Ten years earlier Apple had introduced parental controls for iPhone and over that time the developers have worked to add features to help parents manage their children’s content. With Screen Time, these new tools are empowering users who want help managing their device time, and balancing the many things that are important.

So what happened? Did no one use it?

Consumers rejoiced that Apple offered a solution to the issues of screen use. Unfortunately Apple presented us with a useful tool, not a solution.

Today we are still struggling with the negative effects that too much screen time has on our physical, emotional and mental health. A research study recently published in The Journal of Mood & Anxiety Disorders, found that that one-third of youth (aged between 10 and 24 years) spend four or more hours a day engaging with their screens. The effects of such are great, leading to health and mental health problems, among other things. In teenagers, screen media activity (SMA) consumes up to 60% of their after-school time and nearly 97% of US youth have at least one electronic item in their bedroom.

Not An Individual Activity But A Complex and Multifaceted Problem

SMA in youth is often perceived as an individual activity. The authors point out that the relationship between SMA and mental health outcomes in youth is a complex and multifaceted issue that has garnered significant attention among researchers and the public in recent years. The complexity may be due to the diverse nature of screen activities, the rapidly evolving landscape of digital media , and the differential impacts these activities may have across individuals. What is emerging is a nuanced picture, with some evidence suggesting relatively trivial effects of SMA on well-being or life satisfaction and other results indicating stronger associations with mental health problems such as depression or anxiety. More recent research suggests there may be individual differences concerning the impact of SMA. For example, sex-related differences have emerged, with girls generally demonstrating stronger associations between screen media time and mental health indicators than boys; and there is some evidence that effects may differ depending on the broader socioeconomic and environmental context. The COVID-19 pandemic added complexity, influencing screen time habits and mental health outcomes.

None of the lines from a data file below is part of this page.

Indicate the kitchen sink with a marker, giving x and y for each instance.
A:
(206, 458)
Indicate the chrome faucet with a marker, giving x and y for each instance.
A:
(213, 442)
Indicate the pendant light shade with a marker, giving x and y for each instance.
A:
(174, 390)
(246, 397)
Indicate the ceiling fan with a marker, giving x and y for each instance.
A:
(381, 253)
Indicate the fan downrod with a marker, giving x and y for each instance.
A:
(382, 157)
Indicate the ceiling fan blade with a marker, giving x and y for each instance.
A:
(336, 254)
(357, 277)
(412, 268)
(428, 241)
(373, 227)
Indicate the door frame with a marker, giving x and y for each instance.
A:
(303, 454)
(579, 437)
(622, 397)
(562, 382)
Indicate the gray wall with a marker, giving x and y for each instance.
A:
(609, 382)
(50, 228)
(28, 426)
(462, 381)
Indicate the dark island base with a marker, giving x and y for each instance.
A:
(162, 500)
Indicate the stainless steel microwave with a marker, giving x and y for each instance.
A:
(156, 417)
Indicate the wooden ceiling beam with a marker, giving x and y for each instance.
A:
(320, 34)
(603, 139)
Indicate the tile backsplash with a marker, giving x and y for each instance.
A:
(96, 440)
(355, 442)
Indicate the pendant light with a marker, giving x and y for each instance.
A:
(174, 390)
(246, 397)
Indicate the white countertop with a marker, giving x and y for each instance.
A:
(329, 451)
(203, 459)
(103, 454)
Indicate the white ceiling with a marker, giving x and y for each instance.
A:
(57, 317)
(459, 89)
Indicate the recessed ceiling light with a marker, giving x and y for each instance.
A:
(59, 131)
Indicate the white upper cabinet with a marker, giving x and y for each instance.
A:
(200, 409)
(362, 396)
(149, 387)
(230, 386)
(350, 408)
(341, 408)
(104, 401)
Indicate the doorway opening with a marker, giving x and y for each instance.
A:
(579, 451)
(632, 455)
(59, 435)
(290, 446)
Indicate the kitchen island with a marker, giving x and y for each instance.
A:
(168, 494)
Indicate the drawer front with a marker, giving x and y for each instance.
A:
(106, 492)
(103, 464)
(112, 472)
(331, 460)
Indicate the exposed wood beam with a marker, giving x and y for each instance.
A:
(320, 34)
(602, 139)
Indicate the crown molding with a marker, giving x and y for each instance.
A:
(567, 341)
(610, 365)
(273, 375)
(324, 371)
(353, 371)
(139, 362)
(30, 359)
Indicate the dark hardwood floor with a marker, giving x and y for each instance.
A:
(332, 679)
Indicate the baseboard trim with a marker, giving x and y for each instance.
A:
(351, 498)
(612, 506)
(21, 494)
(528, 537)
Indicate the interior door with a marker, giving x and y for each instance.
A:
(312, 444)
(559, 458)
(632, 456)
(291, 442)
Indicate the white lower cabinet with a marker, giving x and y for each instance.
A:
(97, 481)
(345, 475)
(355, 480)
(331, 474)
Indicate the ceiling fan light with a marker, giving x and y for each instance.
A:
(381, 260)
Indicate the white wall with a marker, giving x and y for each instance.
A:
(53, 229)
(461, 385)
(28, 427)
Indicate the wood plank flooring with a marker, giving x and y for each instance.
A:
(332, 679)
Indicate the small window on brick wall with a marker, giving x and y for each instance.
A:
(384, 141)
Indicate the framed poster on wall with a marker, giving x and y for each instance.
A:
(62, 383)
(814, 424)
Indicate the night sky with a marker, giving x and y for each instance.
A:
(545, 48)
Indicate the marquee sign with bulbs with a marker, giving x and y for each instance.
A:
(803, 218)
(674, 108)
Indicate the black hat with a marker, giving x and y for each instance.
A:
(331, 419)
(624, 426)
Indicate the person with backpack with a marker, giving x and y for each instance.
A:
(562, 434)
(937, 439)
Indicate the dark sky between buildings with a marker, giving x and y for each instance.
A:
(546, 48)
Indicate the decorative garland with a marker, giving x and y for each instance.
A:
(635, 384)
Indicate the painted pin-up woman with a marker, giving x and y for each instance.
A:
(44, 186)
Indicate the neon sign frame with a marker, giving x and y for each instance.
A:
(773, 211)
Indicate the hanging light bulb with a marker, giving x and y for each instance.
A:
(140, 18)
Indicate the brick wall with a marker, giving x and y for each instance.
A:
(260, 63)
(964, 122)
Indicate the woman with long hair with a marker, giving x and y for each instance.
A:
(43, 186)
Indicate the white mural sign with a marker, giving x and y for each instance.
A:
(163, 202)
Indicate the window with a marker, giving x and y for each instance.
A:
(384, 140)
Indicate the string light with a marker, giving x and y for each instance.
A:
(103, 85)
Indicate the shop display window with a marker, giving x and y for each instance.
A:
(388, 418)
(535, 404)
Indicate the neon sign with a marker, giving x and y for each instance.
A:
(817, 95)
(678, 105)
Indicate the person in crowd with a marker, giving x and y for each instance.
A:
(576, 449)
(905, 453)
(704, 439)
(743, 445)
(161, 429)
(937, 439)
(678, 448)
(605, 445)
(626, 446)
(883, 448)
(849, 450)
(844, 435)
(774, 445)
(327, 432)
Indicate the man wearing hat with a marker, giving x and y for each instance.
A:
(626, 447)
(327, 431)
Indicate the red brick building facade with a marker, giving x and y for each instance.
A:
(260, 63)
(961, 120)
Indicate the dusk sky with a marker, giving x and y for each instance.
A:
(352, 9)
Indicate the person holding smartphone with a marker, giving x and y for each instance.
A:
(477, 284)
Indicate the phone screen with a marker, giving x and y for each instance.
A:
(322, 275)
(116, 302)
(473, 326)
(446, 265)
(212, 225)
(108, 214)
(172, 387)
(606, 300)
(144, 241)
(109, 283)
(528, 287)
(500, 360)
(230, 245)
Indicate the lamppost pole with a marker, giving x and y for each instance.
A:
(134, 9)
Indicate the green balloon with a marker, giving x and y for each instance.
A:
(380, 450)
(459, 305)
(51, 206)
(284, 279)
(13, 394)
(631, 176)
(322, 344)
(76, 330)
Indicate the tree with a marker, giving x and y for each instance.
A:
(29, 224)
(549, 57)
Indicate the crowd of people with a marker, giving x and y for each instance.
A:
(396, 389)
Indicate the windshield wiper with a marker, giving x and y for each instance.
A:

An Overeview of the Complexites

To better understand and research SMA, it is more accurate to view it as occurring within a system that encompasses the individual, the immediate caregiver environment, the school, peers and other environmental factors. The authors utilize the Bronfenbrenner’s ecological systems theory, which is a framework for understanding human behavior within a complex system of relationships within and across multiple levels of the environment, from more proximal (e.g., immediate family, academic settings) to more distal (e.g., sociocultural values, laws, etc.). The theory proposes five interrelated systems that influence development:

  • (1) the microsystem which is the immediate environment with which an individual interacts,
  • (2) the mesosystem which focuses on interactions between different elements of the microsystem,
  • (3) the exosystem which involves the larger social system with which the individual does not directly interact but it still impacts their behavior,
  • (4) the macrosystem comprised of the broader societal and cultural context, and
  • (5) the chronosystem that is centered on the dimension of time including the timing of specific events and historical context.

Figure 1 shows the Bronfenbrenner model conceptual overview of screen media activity and mental health.

Figure 1

Both clinicians and researchers could benefit from reading this article. It provides an excellent birdseye view of the multifaceted interrelationships that can be an important part of screen media activity in youth today and applicable to society in general in today’s tech-obsessed world.

Citation:

Paulus MP, Zhao Y, Potenza MN, Aupperle RL, Bagot KS, Tapert SF. Screen media activity in youth: A critical review of mental health and neuroscience findings. J Mood Anxiety Disord. 2023 Oct;3:100018. doi: 10.1016/j.xjmad.2023.100018. Epub 2023 Aug 11. PMID: 37927536; PMCID: PMC10624397.